Riga — After an absence of more than a decade, a Soviet-era holiday has returned to the official calendar of a country that shuns its Soviet past.

In many ways, however, the March 8 holiday celebrating women — officially known as the International Women’s Day — had never left the Baltic nation of Latvia.

Some associate it with 50 years of Soviet occupation, when the Russians deported thousands of Latvians to Siberian gulags. The occupation cost the three Baltic states of Latvia, Lithuania and Estonia their independence.

"I am for traditional Latvian holidays. March 8 is associated with the Soviet occupation and I wouldn’t want to receive flowers on that day," someone named Rasa said in a comment on delfi.lv, a Latvian news portal.

"But anyone can celebrate any holiday if the celebration doesn’t bother others."

This Saturday, men will give women in their lives flowers and small gifts. If Valentine’s Day celebrates lovers and Mother’s Day celebrates mothers, Women’s Day is meant for all others.

The holiday is rooted in the industrial revolution and the early women’s rights movement. At the initiative of the German socialist Clara Zetkin, a 1910 international women’s conference in Copenhagen established the holiday.

It was embraced by the Soviets, who took power in Russia in 1917 and declared March 8 an official holiday. Yet it remained a working day in the Soviet Union until 1965. In 1975, it was recognized by the United Nations.

It continues to be an official holiday in former Soviet countries, except Estonia and Georgia. The holiday has remained popular among Russian speakers in Estonia and Latvia.

Other nations with a communist past are tapping back into the tradition as well.

In Slovakia, Prime Minister Robert Fico planned to use Women’s Day to kick off a two-week tour of the country. When Fico, a left-leaning populist, resumed celebrating March 8 last year, he paraded his housework skills by folding curtains and hanging laundry.

In neighboring Czech Republic, leftist and feminist groups have marked the day since communism collapsed in 1989.

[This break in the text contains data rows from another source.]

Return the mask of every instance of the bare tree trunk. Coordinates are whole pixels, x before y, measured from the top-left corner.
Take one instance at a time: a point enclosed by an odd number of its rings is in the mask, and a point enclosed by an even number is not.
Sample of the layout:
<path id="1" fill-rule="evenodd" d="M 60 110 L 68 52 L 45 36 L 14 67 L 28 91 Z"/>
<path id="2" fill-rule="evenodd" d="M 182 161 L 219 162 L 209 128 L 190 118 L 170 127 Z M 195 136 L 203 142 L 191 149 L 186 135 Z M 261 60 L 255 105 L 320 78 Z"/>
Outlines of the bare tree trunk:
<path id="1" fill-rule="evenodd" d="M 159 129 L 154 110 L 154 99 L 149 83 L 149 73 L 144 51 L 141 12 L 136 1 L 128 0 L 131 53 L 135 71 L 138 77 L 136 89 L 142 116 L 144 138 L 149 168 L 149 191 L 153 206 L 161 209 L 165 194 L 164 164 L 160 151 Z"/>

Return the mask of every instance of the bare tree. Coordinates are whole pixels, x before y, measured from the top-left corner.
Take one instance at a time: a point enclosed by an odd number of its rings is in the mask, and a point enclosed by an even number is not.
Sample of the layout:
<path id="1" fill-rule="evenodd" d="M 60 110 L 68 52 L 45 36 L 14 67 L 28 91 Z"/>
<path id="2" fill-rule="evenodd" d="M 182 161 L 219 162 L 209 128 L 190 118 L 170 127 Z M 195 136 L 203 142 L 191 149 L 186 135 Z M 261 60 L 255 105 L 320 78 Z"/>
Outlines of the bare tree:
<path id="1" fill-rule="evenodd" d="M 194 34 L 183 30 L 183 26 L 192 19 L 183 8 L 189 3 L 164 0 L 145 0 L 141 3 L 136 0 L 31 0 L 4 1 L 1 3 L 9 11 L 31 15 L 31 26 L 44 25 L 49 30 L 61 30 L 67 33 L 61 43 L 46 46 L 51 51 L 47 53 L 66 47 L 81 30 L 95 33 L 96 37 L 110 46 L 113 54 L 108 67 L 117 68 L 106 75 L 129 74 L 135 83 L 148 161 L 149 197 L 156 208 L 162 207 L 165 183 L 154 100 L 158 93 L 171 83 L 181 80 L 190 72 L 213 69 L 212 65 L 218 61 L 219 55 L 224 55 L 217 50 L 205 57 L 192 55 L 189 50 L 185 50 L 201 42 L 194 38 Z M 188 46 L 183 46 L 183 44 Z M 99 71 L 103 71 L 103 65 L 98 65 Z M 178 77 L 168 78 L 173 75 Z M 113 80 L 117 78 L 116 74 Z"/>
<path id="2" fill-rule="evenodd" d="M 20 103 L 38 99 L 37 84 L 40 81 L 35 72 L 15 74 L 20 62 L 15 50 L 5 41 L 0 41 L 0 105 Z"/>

Women’s Day also lingers in former Yugoslavia, which had its own brand of communism. Men secretly collect money to buy flowers and gifts for female co-workers. Bank customers bring flowers to female tellers, hoping for better service the rest of the year, and a lucky school teacher might get a surprise from her students.

Some countries also observe it as an equivalent of Mother’s Day, where children also give small presents to their mothers and grandmothers.

In Latvia, a recent survey showed that 62 percent of ethnic non-Latvians — that is, Russians — celebrate it, but 47 percent of ethnic Latvians do, too.

"In spite of the fact that I’m not very pro-March 8, I think it’s nice that there are days when you have legitimate possibility to make somebody smile," advertising employee Laura Velicko told DPA.